"Will you let me try if it will fit you?" he answered; and, before she had recovered from her surprise, he had put it on her finger.
There was a very awkward pause, and then she drew it off. "You can hardly expect me," she said, and her hand trembled a little, "to accept such a very costly present." It was not her reason for returning it, but she knew not what to say.
"I would not ask it," he replied, "unless I could offer you another. I desire to make you my wife. I beg you to accept my hand."
"Accept your hand! What, now? directly? today?" she exclaimed almost piteously, and tears trembled on her eye-lashes.
"Yes," he answered, repeating her words with something like ardour. "Now, directly, to-day. I am sorely in want of a wife, and would fain take you home as soon as the bans would let me. Emily?"

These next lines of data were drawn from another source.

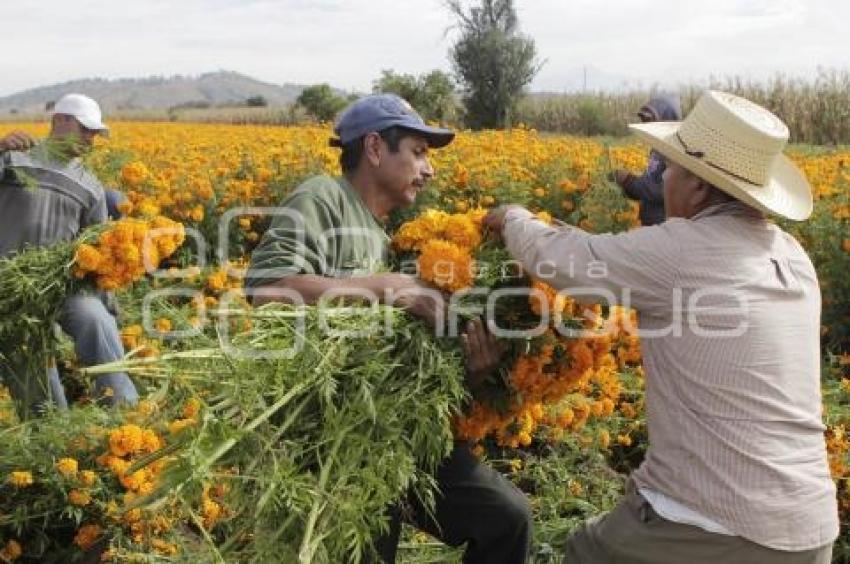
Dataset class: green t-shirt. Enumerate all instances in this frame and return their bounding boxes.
[245,175,389,288]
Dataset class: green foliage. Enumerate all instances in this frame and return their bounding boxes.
[295,84,348,121]
[447,0,540,129]
[514,70,850,145]
[372,70,458,123]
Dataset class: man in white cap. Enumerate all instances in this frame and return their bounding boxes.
[485,92,838,564]
[0,94,138,408]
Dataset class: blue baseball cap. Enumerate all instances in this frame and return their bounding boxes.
[331,94,455,148]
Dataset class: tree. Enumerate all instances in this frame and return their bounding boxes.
[372,70,458,122]
[295,84,348,121]
[446,0,541,128]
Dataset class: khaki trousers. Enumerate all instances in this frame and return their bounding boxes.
[563,482,832,564]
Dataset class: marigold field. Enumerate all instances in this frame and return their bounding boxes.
[0,122,850,563]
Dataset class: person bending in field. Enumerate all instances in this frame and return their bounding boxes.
[485,92,838,564]
[0,94,138,409]
[614,94,682,226]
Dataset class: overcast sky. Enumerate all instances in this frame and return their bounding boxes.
[0,0,850,96]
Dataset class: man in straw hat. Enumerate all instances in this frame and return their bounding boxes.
[0,94,138,408]
[485,92,838,564]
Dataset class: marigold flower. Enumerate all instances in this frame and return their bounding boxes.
[80,470,97,486]
[74,525,103,550]
[56,458,78,478]
[68,490,91,507]
[417,239,474,292]
[0,539,24,562]
[9,470,33,488]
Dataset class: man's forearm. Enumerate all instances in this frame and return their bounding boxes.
[254,274,384,306]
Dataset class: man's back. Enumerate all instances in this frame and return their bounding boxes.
[0,148,106,256]
[634,204,837,550]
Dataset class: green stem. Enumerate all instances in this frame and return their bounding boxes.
[298,429,348,564]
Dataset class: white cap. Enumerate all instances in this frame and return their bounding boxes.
[53,94,109,135]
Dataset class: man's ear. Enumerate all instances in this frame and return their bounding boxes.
[363,131,382,168]
[688,175,714,209]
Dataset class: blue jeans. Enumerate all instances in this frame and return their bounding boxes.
[47,294,139,408]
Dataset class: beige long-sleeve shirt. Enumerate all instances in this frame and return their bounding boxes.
[504,203,838,551]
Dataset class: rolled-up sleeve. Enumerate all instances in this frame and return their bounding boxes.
[503,208,679,316]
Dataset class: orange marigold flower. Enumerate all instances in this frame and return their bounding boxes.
[56,458,78,478]
[80,470,97,486]
[9,470,33,488]
[0,539,24,562]
[418,239,474,292]
[68,490,91,507]
[74,243,103,272]
[74,525,103,550]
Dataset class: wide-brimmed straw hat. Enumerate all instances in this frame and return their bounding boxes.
[629,91,812,221]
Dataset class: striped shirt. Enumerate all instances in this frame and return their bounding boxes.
[504,202,838,551]
[0,146,106,257]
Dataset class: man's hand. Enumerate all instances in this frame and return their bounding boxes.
[460,319,502,393]
[379,273,447,327]
[0,131,35,153]
[484,205,522,235]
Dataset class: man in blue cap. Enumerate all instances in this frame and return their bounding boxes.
[245,94,531,564]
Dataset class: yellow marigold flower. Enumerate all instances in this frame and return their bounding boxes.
[56,458,78,478]
[121,161,150,188]
[417,239,474,292]
[80,470,97,486]
[443,214,481,250]
[154,317,172,333]
[9,470,33,488]
[183,398,201,418]
[599,429,611,448]
[151,539,177,556]
[74,525,103,550]
[189,206,204,222]
[68,490,91,507]
[109,425,142,456]
[74,243,103,272]
[168,418,197,435]
[508,458,522,473]
[118,200,133,215]
[207,268,227,293]
[0,539,24,562]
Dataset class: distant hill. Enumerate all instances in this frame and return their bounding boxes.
[0,71,324,114]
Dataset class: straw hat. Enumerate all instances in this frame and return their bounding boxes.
[629,91,812,221]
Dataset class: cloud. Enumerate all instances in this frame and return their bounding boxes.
[0,0,850,95]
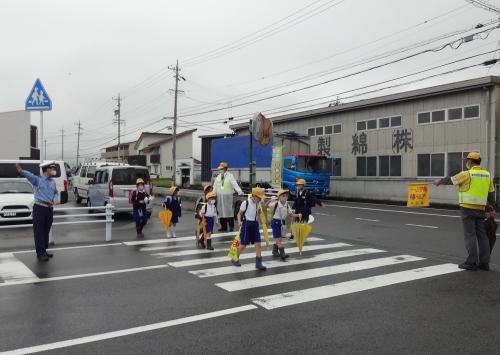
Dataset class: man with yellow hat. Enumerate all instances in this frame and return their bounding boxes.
[264,190,302,261]
[434,152,496,271]
[213,162,243,232]
[231,187,267,271]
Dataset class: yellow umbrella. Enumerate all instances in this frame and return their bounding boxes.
[291,222,312,255]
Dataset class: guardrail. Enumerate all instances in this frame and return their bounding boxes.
[0,205,114,243]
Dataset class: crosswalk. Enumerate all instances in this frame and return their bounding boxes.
[134,233,462,310]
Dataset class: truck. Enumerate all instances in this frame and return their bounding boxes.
[210,132,332,197]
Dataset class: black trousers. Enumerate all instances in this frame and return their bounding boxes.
[33,204,54,255]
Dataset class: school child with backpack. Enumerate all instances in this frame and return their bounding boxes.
[198,192,220,250]
[263,190,302,261]
[129,178,150,238]
[162,186,182,238]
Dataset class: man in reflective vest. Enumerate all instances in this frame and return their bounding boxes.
[434,152,496,271]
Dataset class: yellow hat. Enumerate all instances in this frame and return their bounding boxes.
[168,186,179,194]
[217,162,227,170]
[252,187,266,200]
[278,189,288,197]
[465,152,481,160]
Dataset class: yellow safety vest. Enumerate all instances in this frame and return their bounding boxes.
[458,169,491,206]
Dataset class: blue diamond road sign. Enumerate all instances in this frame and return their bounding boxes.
[25,79,52,111]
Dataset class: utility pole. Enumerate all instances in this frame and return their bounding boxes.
[76,121,82,166]
[113,93,123,161]
[61,128,64,161]
[168,60,186,186]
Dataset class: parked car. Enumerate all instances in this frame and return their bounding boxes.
[73,161,128,203]
[87,165,153,214]
[0,160,71,204]
[0,178,35,222]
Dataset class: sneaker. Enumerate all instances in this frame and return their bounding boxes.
[458,263,477,271]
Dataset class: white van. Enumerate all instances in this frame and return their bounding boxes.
[0,160,71,203]
[73,161,128,203]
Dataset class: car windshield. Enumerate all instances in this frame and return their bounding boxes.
[0,181,33,194]
[112,168,149,185]
[297,157,332,173]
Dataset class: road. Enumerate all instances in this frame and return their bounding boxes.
[0,201,500,354]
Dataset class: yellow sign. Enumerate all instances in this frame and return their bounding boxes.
[407,183,430,207]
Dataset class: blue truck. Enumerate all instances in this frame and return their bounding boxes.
[210,132,332,197]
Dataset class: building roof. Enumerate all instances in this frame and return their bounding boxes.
[230,76,500,131]
[141,128,197,152]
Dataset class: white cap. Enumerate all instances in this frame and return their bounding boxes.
[40,160,56,168]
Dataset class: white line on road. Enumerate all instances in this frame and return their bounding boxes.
[0,253,38,285]
[405,223,439,229]
[190,248,385,278]
[168,243,351,267]
[2,304,258,355]
[356,218,380,222]
[0,264,168,287]
[215,255,424,292]
[252,264,463,310]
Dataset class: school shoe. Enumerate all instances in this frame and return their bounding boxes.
[458,263,477,271]
[255,256,267,271]
[273,244,280,258]
[279,247,290,261]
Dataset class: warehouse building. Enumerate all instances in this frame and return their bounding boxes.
[231,76,500,204]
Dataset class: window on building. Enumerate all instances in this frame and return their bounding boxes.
[448,107,463,121]
[378,117,390,128]
[366,120,377,129]
[391,116,401,127]
[332,158,342,176]
[432,110,446,123]
[333,123,342,134]
[464,105,479,119]
[417,112,431,124]
[417,153,445,177]
[356,121,366,131]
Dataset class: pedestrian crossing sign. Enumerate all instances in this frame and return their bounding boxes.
[25,79,52,111]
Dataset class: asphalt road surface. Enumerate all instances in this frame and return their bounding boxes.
[0,202,500,354]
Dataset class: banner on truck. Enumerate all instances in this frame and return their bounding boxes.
[407,183,430,207]
[271,147,283,189]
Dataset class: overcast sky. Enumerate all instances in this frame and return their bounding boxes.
[0,0,500,162]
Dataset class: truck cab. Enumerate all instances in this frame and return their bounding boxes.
[282,154,332,197]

"Why you have been taking all possible pains to let me know that you do not love me in the least, and that, as far as you foresee, you do not mean to love me," she answered, two great tears falling on his hand when he tried to take hers. "John! how dare you!"
She was not naturally passionate, but startled now into this passionate appeal, she snatched away her hand, rose in haste, and drew back from him with flashing eyes and a heaving bosom; but all too soon the short relief she had found in anger was quenched in tears that she did not try to check. She stood and wept, and he, very pale and very much discomfited, sat before her in his place.

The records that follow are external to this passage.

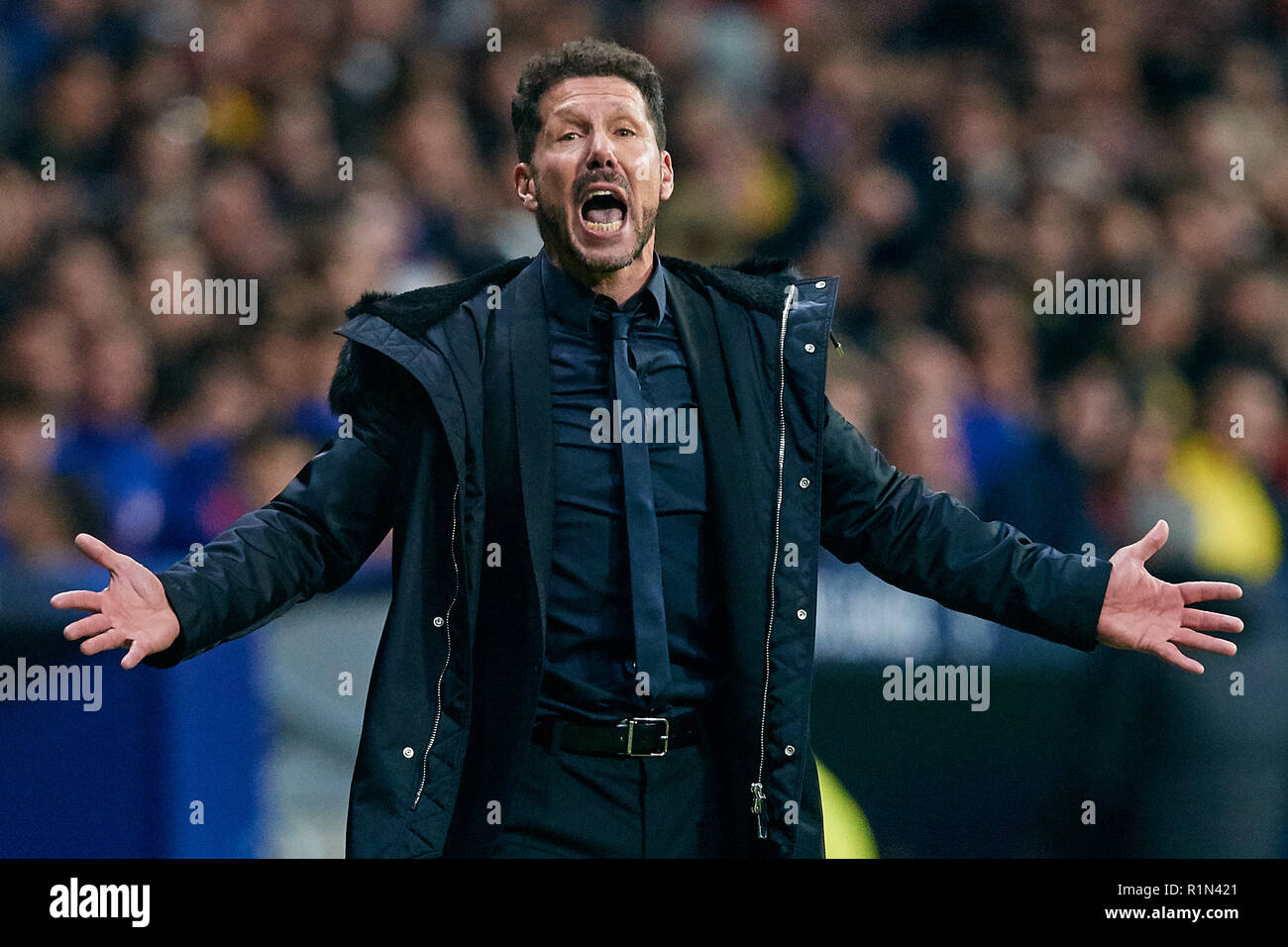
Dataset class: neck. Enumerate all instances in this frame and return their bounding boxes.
[546,237,653,305]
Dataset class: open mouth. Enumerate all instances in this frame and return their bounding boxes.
[581,189,626,236]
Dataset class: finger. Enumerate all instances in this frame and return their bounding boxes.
[121,642,149,670]
[49,588,103,612]
[1133,519,1167,562]
[76,532,123,573]
[81,629,125,655]
[1154,642,1203,674]
[1181,608,1243,633]
[1176,582,1243,605]
[63,614,112,642]
[1172,627,1239,657]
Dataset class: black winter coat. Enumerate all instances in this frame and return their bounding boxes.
[138,257,1111,857]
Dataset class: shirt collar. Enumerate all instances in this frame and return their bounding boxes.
[540,246,666,333]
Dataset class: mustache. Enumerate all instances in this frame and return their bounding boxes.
[574,174,631,197]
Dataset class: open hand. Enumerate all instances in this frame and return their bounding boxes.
[49,532,179,670]
[1096,519,1243,674]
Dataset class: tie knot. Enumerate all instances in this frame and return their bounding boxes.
[613,309,635,339]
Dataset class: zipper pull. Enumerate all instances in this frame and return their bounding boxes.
[751,783,769,839]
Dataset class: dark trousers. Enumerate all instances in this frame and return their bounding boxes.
[493,726,728,858]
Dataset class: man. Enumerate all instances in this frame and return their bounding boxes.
[53,40,1241,857]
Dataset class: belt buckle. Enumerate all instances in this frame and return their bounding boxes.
[617,716,671,756]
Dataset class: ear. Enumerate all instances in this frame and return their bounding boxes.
[514,161,537,213]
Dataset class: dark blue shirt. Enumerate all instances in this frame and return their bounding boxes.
[537,249,717,721]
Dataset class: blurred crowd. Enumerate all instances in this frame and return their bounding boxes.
[0,0,1288,592]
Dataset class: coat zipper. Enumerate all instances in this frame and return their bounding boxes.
[411,480,461,809]
[751,283,798,839]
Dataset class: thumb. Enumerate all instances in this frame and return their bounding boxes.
[121,640,149,670]
[1134,519,1167,562]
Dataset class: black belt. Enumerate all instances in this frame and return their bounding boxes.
[532,712,703,756]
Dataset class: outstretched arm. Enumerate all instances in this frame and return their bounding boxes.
[51,345,416,669]
[821,403,1243,672]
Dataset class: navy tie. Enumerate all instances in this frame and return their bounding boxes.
[613,309,671,697]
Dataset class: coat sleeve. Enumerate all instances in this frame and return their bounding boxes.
[821,402,1112,651]
[145,342,412,668]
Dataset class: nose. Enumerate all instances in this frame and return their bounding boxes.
[587,129,618,167]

"I beg your pardon," he presently said, not in the least aware of what this really meant. "I beg—I entreat your pardon. I scarcely thought—forgive my saying it—I scarcely thought, considering our past—and—and—my position, as the father of a large family, that you would have consented to any wooing in the girl and boy fashion. You make me wish, for once in my life—yes, very-heartily wish, that I had been less direct, less candid," he added rather bitterly. "I thought"—here Emily heard him call himself a fool—"I thought you would approve it."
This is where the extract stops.